Portanto, além do problema da extirpação das sustentações orais, temos o problema das fundamentações, que mutilam direitos cotidianamente.
5. Por uma isegoria nos julgamentos
Numa palavra: existe a isonomia, que todos sabem o que é. Os gregos inventaram mais outra palavra: ἰσηγορία – isegoria. É o que a advocacia quer: igualdade de manifestação, igualdade de direito de dizer, na “assembleia” (os gregos falavam assim), aquilo que pensa. Na Grécia antiga, a todos era dado o direito de falar sem ser interrompido!
Mais de dois mil anos depois, seremos calados?
Ou seja, o problema é muito mais grave.
Porém, ficará pior se perdermos o direito de sustentar.
[1] Bom, no Brasil TCE atua como judiciário (inclusive concedendo liminar monocraticamente), CNJ faz leis e Tribunais Superiores editam teses gerais e abstratas. E o legislador? Está mais preocupado com pautas comportamentais, aumento de penas e emendas parlamentares. E lacrar nas redes sociais.
[2] Marcelo Viana, Diretor-geral do Instituto de Matemática Pura e Aplicada, ganhador do Prêmio Louis D., do Institut de France, faz interessante análise acerca da famosa “quadratura do círculo”.

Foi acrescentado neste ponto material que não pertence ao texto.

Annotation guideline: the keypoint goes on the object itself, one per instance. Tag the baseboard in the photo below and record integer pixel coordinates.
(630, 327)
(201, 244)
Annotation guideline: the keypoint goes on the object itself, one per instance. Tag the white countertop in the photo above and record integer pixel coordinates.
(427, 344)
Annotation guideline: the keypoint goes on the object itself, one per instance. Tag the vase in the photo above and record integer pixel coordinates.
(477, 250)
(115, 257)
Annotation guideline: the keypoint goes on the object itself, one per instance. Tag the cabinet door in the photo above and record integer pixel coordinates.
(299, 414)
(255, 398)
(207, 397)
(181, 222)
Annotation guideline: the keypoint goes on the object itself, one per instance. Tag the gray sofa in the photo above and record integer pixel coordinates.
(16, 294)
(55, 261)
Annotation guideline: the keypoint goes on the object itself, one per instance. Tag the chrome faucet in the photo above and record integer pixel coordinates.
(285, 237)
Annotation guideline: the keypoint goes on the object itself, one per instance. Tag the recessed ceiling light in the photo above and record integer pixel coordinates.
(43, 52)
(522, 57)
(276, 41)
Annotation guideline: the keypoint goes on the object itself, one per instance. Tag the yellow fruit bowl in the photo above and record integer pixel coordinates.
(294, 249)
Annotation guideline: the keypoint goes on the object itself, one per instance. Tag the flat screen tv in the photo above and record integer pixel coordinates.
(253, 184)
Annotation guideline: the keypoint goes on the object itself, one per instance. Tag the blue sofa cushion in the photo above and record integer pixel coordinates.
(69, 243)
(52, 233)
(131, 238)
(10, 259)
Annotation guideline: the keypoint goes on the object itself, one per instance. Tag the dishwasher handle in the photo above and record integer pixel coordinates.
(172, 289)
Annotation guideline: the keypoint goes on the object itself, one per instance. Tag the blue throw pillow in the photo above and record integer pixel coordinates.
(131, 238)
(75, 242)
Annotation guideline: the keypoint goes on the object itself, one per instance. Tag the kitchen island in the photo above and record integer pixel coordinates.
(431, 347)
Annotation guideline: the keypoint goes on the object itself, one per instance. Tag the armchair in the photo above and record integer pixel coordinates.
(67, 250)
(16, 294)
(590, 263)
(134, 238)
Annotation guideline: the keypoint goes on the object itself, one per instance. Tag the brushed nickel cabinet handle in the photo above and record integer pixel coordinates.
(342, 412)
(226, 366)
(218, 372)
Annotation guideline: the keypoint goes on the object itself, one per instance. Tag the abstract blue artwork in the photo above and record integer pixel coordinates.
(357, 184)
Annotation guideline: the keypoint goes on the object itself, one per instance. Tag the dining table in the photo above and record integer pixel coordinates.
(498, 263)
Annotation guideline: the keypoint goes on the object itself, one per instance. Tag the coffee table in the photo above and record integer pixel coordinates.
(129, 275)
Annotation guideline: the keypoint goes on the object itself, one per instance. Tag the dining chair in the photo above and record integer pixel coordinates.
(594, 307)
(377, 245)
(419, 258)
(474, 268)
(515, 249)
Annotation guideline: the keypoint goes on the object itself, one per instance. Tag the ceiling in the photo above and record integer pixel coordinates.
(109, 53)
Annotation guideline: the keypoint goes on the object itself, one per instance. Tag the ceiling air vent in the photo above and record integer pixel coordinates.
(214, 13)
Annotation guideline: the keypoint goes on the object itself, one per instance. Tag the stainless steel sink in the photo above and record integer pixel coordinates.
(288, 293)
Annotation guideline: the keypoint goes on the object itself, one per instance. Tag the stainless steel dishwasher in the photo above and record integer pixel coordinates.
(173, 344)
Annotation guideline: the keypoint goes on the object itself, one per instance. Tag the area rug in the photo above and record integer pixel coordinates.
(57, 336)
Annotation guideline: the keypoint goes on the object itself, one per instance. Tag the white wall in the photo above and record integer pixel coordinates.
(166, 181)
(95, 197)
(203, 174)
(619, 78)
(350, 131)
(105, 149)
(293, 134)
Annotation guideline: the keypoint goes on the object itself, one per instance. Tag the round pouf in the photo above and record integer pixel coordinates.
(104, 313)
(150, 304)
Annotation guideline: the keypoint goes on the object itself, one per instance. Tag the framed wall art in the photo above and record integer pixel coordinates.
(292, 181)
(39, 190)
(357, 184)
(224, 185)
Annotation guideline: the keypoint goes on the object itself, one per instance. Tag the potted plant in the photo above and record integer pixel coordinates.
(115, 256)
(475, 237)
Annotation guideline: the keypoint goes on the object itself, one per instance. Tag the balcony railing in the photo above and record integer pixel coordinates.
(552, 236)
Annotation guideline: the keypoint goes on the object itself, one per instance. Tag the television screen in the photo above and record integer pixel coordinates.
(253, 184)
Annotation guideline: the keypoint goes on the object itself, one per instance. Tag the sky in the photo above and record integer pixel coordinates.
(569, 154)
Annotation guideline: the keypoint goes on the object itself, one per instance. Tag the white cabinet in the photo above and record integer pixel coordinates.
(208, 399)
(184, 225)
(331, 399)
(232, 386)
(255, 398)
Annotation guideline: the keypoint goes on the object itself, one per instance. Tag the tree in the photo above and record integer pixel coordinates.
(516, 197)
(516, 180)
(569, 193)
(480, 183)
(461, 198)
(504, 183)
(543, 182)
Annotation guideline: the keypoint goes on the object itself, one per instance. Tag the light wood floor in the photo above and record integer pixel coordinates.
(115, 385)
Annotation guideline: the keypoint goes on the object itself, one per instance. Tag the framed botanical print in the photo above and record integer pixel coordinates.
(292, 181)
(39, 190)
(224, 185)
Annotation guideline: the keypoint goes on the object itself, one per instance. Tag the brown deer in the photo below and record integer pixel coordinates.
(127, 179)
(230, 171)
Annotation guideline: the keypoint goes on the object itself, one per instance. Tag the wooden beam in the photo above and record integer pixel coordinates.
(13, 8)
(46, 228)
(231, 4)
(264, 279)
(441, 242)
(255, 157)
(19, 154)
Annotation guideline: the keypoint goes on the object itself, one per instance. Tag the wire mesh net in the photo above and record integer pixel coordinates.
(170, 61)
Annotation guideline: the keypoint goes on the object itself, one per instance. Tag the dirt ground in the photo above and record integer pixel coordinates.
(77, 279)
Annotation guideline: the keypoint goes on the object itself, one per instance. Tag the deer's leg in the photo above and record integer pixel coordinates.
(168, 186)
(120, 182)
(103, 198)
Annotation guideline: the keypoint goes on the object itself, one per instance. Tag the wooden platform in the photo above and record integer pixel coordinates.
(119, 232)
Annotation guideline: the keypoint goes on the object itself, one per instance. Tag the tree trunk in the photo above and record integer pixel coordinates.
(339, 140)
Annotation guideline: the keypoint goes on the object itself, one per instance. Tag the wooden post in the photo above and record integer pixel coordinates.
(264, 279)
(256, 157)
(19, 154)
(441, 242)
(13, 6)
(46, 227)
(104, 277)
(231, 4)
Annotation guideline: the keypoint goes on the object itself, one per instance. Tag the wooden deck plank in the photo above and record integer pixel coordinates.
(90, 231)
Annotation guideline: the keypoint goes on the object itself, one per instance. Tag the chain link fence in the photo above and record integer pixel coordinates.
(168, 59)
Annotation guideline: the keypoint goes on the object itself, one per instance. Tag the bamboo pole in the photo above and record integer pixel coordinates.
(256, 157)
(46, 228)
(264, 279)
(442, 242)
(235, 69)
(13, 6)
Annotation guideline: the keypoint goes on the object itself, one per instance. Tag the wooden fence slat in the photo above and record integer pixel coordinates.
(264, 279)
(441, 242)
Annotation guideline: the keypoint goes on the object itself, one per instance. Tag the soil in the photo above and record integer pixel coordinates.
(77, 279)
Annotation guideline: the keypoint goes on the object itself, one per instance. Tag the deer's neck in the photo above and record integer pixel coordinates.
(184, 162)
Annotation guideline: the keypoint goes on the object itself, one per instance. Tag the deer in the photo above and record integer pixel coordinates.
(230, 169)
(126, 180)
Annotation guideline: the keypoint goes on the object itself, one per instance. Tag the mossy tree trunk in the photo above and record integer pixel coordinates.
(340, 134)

[3] A história é contada pelo cientista inglês Michael Osborne (Oxford): em Paris um cachorro salvou uma criança que se afogava no Sena e, como recompensa, ganhou um bife. Tempos depois, ele salvou outra criança. Ganhou um bife. Uma terceira vez e mais bife. Descobriram, na sequência, que o cachorro empurrava crianças no Sena para ir salvá-las. Ele compara esse comportamento com a IA generativa. Por isso robôs inventam jurisprudência.